On Sat, 2004-07-10 at 15:04, Jan Wieck wrote:
> On 7/5/2004 6:16 PM, Simon Riggs wrote:
>
> > On Mon, 2004-07-05 at 22:30, Tom Lane wrote:
> >> Simon Riggs <simon@2ndquadrant.com> writes:
> >> > ...While recovering, it is very straightforward to simply ignore every
> >> > record associated with one (or more) transactions. That gives us the
> >> > ability to recover "all apart from txnid X".
> >>
> >> Don't even *think* of going there.
> >
> > Hmmm... thinking is important, as are differing viewpoints. I value
> > yours and those of everyone else on this list, hence the post.
> >
> >> What will happen when transaction Y comes along and wants to modify or
> >> delete a row that was inserted by X? There's no chance of staying
> >> consistent.
> >
> > I did point out this downside...a few sentences down.

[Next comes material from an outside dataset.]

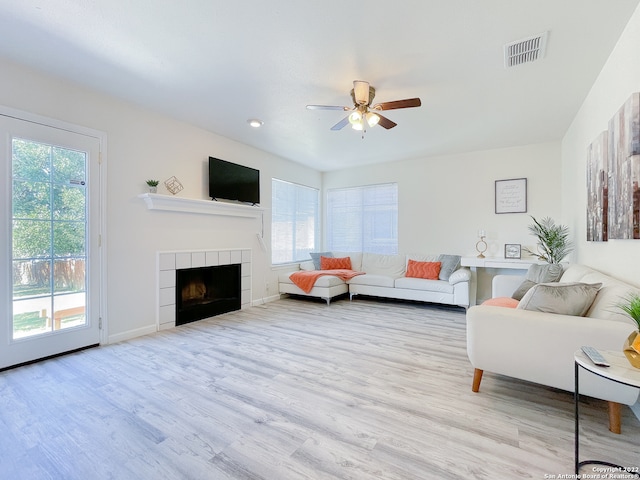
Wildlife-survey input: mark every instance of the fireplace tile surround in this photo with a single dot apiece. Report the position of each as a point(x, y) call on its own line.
point(170, 261)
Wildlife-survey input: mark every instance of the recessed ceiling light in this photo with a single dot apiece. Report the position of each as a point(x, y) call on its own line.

> > **This is awful because: transactions are isolated from each other, but
> > they also provide changes of state that rely on previous committed
> > transactions. If you change the past, you could well invalidate the
> > future. If you blow away a transaction and a later one depends upon it,
> > then you will have broken the recovery chain and will not be able to
> > recover to present time.**
> >
> > Theoretically, this is a disaster area.
> >
> > Practically, Oracle10g provides similar-ish features...
>
> IF ... the recovery process would be primary key based, and IF the
> database definitions would allow for balance type field handling (the
> log contains value deltas for balance fields instead of overwriting
> them), THEN this would be a direction I would be looking into.
>
> But as things are, the whole recovery is ctid and binary block based. So
> you would now leave out the ctid based changes to several tuples because
> of belonging to said transaction. Later on, an original whole block
> appears in the WAL and overwrites ... so you get what ... partial
> transactions into the recoverd DB?
>
> >
> > ...Nobody is shouting YES, so its a dodo...
>
> No way!
>
Sorry...I meant "this idea is dead, just like the extinct Dodo bird".-
I've been trying to be succinct, but that has led to information loss.
...you've come up with an even better reason why the idea is not good.